Delays in data delivery
Incident Report for Twingly
Postmortem

Starting Thursday 28 February to March 6 we had performance issues with our master databases. These problems caused data delivery delays for some of our API:s. During the delivery outage we updated our blog, but didn't go into specifics about the errors. In this post we will try to give a more detailed description and what we've done to avoid similar failures in the future.

Background

For our data products, website search and our dynamic widgets, we use a MySQL backend to store all blog posts. After we have fetched a blog and found the posts, these are downloaded and put into a job queue. The documents are then inserted in the master databases.

We have two master databases and four slave servers. All new documents are written to the main databases and then replicated to the slave servers.

Outage

On the afternoon of 28 February we got a Nagios warning telling us that the queue was growing, we looked at the system and saw that we couldn't keep up with the all new blogposts being fetched. As we had noticed a similar decrease in the data insertion (without it affecting customers) the previous week, we monitored the system and waited to see how it would handle the load. Since we couldn't detect any hotspots in the system we started looking at the insertion service if there was some locking, but we couldn't find anything.
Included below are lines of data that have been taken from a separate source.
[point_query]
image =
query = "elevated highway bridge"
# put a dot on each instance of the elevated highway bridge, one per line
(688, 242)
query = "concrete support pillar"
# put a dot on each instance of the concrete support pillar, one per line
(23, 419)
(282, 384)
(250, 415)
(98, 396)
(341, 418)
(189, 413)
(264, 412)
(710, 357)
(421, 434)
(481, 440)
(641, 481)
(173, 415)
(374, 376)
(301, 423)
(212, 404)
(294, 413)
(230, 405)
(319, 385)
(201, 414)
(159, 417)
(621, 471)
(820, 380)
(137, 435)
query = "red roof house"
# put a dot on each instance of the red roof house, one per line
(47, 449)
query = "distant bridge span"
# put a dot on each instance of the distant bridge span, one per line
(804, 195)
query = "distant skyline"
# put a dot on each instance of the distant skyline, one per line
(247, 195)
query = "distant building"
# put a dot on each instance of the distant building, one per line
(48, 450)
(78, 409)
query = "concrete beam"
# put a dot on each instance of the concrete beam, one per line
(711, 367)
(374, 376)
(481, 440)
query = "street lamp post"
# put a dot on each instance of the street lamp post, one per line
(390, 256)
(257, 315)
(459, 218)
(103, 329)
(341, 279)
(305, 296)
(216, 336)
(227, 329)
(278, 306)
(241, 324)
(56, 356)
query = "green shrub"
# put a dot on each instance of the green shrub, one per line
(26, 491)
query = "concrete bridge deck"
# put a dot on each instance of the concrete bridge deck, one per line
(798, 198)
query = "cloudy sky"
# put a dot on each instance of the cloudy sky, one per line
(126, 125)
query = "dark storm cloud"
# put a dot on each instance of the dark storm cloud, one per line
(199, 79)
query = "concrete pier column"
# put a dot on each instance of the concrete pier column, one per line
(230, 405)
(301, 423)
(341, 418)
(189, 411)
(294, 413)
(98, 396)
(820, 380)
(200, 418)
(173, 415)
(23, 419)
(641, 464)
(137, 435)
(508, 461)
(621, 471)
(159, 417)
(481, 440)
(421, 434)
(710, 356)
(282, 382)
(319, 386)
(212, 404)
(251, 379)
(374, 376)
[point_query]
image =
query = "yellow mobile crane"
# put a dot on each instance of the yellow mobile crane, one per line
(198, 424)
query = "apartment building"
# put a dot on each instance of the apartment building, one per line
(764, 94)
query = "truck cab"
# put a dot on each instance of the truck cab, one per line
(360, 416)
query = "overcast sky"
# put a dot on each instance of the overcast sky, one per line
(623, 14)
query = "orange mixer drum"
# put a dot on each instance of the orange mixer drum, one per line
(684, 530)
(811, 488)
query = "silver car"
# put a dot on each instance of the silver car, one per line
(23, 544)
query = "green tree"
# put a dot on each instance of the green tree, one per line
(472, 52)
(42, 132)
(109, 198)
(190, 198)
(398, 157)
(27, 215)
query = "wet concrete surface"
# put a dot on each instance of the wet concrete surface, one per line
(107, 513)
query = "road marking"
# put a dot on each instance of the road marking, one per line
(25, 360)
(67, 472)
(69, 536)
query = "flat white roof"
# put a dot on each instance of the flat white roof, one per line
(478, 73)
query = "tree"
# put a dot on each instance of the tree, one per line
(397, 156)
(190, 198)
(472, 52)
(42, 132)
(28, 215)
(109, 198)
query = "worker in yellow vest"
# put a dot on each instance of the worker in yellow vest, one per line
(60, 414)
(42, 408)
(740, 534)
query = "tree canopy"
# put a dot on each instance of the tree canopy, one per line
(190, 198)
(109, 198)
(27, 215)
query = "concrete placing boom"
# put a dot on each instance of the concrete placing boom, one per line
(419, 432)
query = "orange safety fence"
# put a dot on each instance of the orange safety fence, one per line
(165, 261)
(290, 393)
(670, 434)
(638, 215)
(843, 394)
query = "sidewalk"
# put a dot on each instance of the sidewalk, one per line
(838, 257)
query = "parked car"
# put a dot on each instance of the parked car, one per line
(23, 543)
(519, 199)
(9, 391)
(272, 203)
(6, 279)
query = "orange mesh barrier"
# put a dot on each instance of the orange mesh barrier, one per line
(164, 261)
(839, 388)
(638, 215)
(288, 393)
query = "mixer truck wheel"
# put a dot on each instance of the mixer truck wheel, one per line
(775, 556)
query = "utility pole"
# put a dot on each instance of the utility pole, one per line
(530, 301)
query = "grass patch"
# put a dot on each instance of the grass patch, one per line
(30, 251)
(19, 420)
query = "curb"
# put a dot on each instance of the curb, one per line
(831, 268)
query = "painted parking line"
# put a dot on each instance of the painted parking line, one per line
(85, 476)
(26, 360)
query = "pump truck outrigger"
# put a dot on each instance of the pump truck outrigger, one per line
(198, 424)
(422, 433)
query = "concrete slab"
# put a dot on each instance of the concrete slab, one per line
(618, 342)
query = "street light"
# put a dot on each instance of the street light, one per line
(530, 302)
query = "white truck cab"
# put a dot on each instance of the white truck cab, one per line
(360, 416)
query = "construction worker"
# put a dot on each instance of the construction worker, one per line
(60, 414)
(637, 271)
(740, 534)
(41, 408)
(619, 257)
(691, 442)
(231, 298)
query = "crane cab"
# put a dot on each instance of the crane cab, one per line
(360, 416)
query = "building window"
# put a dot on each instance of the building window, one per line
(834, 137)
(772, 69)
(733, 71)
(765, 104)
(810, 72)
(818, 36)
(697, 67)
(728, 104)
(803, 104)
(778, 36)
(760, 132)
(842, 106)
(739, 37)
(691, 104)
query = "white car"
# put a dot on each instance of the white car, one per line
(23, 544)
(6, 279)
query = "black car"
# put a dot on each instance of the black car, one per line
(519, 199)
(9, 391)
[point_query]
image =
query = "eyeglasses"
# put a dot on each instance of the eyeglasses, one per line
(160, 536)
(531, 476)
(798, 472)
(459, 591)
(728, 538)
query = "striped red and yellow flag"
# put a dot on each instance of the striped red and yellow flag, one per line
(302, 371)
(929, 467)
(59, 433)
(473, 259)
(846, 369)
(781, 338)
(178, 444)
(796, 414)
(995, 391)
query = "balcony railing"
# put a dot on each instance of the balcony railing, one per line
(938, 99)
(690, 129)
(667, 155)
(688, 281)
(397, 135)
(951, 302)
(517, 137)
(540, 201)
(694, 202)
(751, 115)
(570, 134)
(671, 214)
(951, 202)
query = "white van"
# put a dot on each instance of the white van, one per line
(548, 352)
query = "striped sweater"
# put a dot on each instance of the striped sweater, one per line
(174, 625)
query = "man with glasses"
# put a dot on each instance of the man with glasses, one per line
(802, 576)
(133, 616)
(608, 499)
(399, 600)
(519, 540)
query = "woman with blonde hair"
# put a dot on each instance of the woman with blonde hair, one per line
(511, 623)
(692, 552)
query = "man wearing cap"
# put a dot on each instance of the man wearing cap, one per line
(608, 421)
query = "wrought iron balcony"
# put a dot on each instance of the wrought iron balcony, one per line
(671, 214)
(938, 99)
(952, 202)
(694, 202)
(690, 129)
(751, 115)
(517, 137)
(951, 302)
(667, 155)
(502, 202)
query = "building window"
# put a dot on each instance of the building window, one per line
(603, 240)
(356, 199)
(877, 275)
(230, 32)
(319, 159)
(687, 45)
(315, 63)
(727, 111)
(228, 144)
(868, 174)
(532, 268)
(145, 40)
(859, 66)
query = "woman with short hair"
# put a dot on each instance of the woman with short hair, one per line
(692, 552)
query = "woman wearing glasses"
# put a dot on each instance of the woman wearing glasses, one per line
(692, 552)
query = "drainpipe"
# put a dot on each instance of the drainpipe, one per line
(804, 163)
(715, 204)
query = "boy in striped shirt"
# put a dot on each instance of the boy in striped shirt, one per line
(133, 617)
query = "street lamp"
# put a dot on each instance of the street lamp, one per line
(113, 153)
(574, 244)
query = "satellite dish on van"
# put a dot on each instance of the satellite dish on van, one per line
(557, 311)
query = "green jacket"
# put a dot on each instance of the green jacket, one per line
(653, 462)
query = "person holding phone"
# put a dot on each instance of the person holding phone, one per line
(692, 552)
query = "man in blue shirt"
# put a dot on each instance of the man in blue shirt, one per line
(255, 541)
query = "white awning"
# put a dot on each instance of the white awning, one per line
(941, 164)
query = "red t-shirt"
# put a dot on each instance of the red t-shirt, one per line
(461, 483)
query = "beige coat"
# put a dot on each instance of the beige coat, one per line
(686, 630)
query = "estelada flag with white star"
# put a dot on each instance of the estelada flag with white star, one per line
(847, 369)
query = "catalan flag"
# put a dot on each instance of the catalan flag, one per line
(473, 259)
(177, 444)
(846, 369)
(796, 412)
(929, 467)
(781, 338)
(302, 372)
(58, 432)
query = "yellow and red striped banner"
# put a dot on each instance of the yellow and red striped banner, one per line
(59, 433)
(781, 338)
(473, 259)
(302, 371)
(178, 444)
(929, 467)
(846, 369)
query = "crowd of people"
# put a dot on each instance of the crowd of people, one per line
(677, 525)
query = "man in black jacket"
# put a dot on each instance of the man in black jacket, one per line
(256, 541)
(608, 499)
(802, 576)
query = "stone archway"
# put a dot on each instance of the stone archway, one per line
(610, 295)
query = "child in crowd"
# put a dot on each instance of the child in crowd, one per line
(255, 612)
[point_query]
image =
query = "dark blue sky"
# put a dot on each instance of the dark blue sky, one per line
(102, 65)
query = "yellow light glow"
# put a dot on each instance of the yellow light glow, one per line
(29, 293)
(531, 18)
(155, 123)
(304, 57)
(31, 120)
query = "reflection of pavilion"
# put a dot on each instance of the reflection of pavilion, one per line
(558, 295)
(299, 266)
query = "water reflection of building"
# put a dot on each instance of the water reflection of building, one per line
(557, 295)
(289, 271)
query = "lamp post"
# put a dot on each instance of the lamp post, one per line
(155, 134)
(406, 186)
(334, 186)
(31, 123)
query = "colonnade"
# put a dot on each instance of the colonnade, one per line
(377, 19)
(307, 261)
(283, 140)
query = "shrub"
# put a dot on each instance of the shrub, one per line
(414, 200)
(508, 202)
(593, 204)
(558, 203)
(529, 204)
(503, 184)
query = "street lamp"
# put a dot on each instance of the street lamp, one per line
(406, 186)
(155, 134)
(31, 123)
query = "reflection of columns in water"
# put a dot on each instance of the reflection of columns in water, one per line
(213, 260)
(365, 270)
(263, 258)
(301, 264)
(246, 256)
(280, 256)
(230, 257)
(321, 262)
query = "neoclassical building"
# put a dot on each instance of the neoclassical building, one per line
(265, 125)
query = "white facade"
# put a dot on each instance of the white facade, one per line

During the following days we continued debugging and noticed delays in the INSERT queries on the MySQL servers.

Graph showing queued jobs on one of our Kestrel nodes. Each item contains several blog posts.

Cause

ZFS & MySQL + dirty pages flush.

The master database servers are running MySQL with a ZFS file system, the databases are InnoDB and are storing a lot of rows (billions) in multiple sharded tables.

MySQL regularly flushes dirty pages to disk, to keep the memory clean.

ZFS has several space groups called metaslabs, each metaslab has a space map that describes that metaslab's free space. The space map is a log of allocations and deallocations. When ZFS needs to allocate space for a metaslab it loads the space log into an in-memory AVL tree, it then allocates new space by appending an allocation. During this process it also looks for allocations and deallocation that cancel each other out, to free more space in that metaslab.

What we saw was that InnoDB had big troubles flushing out the dirty pages to disk, but the disks weren't getting much I/O. After some dtracing we noticed that ZFS was spending a lot of time walking its AVL-trees looking for space.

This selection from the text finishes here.